L’attivista iraniana Narges Mohammadi, premio Nobel per la pace 2023. (Narges Mohammadi Foundation)

L’attivista iraniana Narges Mohammadi, premio Nobel per la pace 2023, ha cominciato uno sciopero della fame in prigione per protestare contro la mancanza di cure mediche per i detenuti e l’obbligo per le donne d’indossare il velo, ha annunciato il 6 novembre la sua famiglia.

“Narges Mohammadi ci ha informati di aver cominciato alcune ore fa uno sciopero della fame”, ha affermato la famiglia in un comunicato. “Siamo preoccupati per la sua salute”.

Mohammadi, 51 anni, più volte arrestata e condannata, è detenuta dal 2021 nella prigione di Evin a Teheran.

Il 2 novembre la famiglia aveva accusato le autorità carcerarie di aver negato all’attivista, che è in condizioni precarie di salute, il trasferimento in ospedale perché non era disposta a indossare il velo.

Da un elettrocardiogramma eseguito da un medico in prigione è emerso che Mohammadi ha bisogno di cure ospedaliere urgenti, ha dichiarato la famiglia.

“Se dovesse succedere qualcosa alla nostra amata Narges, la Repubblica islamica ne sarà responsabile”, si legge nel comunicato.

“Lotta contro l’oppressione delle donne”

Mohammadi, attivista per i diritti delle donne e contro la pena di morte, è stata premiata a ottobre con il Nobel per la pace “per la sua lotta contro l’oppressione delle donne in Iran e per promuovere i diritti umani e la libertà per tutti”.

È uno dei volti principali del movimento iraniano “Donna, vita, libertà”.

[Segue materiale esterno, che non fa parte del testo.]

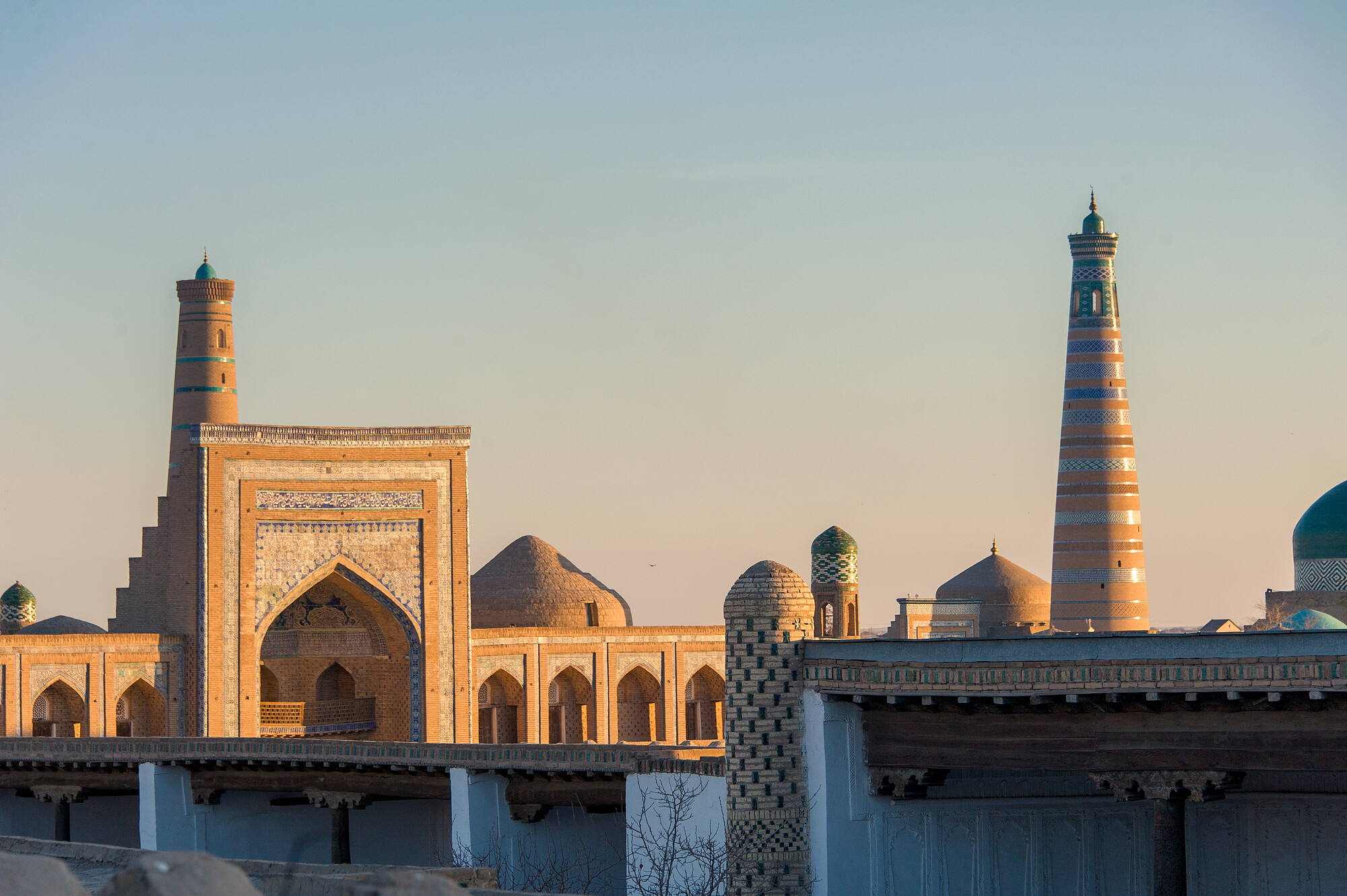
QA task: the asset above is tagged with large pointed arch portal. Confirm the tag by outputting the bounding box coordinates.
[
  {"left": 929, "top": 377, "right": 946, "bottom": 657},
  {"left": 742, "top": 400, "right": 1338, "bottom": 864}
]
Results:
[{"left": 256, "top": 555, "right": 426, "bottom": 741}]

Il movimento – che invita le donne a togliersi il velo, tagliarsi i capelli e manifestare nelle strade – è nato dopo la morte, avvenuta nel settembre 2022, di Mahsa Jina Amini, una curda iraniana di ventidue anni, mentre era in custodia della polizia morale per aver violato il rigido codice di abbigliamento femminile della Repubblica islamica.

La morte di Amini ha scatenato proteste di massa in tutto il paese. Le forze di sicurezza hanno condotto una dura repressione, uccidendo centinaia di persone. Molte altre sono state messe a morte per aver partecipato a quelli che le autorità definiscono “disordini”.